Why does my stack have an extra 4 bytes? Digging into Clang's return value implementation
I was futzing around with some C code a few days ago and noticed that
executables generated by Clang would sometimes have an
extra 4 bytes on the stack. This was just for the main
function. We can
verify this is Compiler Explorer. Try switching
to GCC and this doesn’t happen. This was interesting, so
I spent a few hours over the holiday digging into why and how this happens. For
the remainder of this post we will be using these 3 examples, which you can play
with in Compiler Explorer.
The terminology will become clear as we go along. This is my first time digging
into LLVM’s sources, and my first time reading about SSA form. I’m going to do
a lot of hand-waving in pursuit of the goal. To follow along in LLVM IR, you
can add -emit-llvm
to the “Compiler options…” text field.
So where do we start from? Some preliminary Google searching only revealed this mailing list post.1 Of course, when I started down this rabbit-hole, I only had the dominating multiple store example, since that is the canonical way to write main() in modern C. So the mailing list reply didn’t make complete sense.

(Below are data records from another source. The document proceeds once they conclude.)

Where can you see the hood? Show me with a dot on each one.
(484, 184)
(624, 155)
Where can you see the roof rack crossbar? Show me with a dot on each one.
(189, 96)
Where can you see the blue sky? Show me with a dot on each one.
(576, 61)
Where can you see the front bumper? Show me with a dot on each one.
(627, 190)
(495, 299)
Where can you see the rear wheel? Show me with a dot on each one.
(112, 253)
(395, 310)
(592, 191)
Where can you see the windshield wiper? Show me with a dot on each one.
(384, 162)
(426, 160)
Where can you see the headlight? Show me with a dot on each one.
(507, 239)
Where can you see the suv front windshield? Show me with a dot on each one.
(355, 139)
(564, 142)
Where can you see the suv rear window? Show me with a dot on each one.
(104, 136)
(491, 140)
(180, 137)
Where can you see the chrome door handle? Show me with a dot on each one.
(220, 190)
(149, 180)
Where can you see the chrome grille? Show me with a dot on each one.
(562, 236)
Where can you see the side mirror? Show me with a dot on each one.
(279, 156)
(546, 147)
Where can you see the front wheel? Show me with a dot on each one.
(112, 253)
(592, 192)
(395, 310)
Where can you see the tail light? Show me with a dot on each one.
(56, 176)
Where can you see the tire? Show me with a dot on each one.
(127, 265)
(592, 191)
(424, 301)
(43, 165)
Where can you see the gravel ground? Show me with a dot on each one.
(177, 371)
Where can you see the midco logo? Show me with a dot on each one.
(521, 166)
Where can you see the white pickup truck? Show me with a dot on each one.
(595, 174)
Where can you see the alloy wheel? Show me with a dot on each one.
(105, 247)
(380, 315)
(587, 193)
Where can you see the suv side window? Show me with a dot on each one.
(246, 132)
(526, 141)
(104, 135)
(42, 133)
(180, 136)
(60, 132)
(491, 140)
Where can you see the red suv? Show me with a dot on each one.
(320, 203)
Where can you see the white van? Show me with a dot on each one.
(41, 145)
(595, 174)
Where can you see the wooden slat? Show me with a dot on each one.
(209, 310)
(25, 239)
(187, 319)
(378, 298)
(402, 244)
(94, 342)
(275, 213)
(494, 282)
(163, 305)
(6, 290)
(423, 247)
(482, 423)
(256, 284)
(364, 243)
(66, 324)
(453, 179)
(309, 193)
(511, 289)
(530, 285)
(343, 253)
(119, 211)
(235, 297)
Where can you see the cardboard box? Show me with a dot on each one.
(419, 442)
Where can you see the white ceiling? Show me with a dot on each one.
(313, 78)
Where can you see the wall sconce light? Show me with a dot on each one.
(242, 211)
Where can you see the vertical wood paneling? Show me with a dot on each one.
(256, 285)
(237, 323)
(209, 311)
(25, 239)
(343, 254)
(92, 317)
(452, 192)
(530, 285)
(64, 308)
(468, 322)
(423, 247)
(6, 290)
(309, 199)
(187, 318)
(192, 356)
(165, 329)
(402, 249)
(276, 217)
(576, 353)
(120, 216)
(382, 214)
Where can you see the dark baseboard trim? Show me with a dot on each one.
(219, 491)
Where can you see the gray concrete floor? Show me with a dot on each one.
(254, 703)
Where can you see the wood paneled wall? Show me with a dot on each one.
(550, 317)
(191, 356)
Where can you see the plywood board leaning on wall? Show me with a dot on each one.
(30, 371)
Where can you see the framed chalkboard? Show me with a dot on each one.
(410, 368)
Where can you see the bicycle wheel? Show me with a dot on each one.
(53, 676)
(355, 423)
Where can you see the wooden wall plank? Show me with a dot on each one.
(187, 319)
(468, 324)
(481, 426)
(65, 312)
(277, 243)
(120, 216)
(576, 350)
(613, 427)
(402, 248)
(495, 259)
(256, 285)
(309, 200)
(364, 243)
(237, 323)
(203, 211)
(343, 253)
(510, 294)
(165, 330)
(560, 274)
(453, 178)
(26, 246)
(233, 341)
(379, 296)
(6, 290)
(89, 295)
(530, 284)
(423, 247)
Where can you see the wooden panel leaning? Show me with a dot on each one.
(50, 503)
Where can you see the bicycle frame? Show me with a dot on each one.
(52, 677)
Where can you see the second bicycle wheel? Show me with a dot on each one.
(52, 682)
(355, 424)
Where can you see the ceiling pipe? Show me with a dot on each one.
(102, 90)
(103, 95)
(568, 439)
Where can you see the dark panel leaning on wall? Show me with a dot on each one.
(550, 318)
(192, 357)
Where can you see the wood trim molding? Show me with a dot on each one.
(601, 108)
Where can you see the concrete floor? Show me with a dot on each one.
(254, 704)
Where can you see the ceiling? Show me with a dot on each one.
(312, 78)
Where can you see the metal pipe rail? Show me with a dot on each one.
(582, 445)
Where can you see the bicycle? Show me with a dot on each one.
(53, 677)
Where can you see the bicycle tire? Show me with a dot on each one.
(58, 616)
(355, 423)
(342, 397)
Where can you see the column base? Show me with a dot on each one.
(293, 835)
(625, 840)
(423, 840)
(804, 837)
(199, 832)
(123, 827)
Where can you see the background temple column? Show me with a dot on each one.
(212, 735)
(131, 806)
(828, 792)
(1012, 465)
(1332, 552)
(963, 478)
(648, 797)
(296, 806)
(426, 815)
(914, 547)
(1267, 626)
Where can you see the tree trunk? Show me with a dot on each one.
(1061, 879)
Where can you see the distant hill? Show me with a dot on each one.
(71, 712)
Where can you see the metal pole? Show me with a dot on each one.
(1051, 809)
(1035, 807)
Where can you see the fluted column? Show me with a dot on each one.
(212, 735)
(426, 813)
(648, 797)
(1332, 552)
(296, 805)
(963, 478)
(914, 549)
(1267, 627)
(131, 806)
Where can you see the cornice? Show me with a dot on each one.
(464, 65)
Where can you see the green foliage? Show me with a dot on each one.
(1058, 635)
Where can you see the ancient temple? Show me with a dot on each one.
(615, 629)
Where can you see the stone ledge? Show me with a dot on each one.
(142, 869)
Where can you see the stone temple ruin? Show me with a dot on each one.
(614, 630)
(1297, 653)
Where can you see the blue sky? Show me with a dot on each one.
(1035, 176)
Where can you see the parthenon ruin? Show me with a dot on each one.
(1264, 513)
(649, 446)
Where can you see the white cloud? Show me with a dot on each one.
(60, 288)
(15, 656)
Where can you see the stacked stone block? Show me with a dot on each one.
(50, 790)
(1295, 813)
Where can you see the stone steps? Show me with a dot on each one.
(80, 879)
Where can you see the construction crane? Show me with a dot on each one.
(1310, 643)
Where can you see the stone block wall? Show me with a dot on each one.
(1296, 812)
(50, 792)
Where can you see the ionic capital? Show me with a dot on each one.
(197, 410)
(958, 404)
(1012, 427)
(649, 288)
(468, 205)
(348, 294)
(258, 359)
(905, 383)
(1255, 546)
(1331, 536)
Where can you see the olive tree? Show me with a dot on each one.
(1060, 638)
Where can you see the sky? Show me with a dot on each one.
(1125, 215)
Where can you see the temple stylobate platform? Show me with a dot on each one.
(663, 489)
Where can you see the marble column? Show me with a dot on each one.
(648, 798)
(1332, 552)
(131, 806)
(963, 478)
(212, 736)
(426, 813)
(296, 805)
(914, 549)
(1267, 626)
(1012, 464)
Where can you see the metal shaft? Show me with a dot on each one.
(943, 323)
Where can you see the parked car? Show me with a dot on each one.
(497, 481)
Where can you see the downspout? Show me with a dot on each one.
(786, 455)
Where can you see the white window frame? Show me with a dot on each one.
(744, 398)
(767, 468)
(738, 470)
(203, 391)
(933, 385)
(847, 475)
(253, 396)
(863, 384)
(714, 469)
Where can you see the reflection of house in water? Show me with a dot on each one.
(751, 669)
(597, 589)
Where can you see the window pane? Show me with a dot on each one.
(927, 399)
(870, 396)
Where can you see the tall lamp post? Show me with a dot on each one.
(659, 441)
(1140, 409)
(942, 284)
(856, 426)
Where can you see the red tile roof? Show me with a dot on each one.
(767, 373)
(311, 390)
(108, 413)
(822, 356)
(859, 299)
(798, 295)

Yes. We allocate an implicit local variable to hold the return value; return statements then just initialize the return slot and jump to the epilogue, where the slot is loaded and returned.
Clearly the slot was being allocated (dword ptr [rbp - 4]
is the slot,
dword ptr [rbp - 8]
is int s
), but the function epilogue was never loading
it into eax
where the return value is expected.
If we go to dominating single store next, the slot is gone!
Finally, in the non-dominating store the slot is present and it is actually used in the epilogue, with both return branches setting it to the requisite value. This is fascinating!
Reserving some space
Why does the first example have stack space, but not use it, while the second doesn’t use it at all, and the third uses it as we expect?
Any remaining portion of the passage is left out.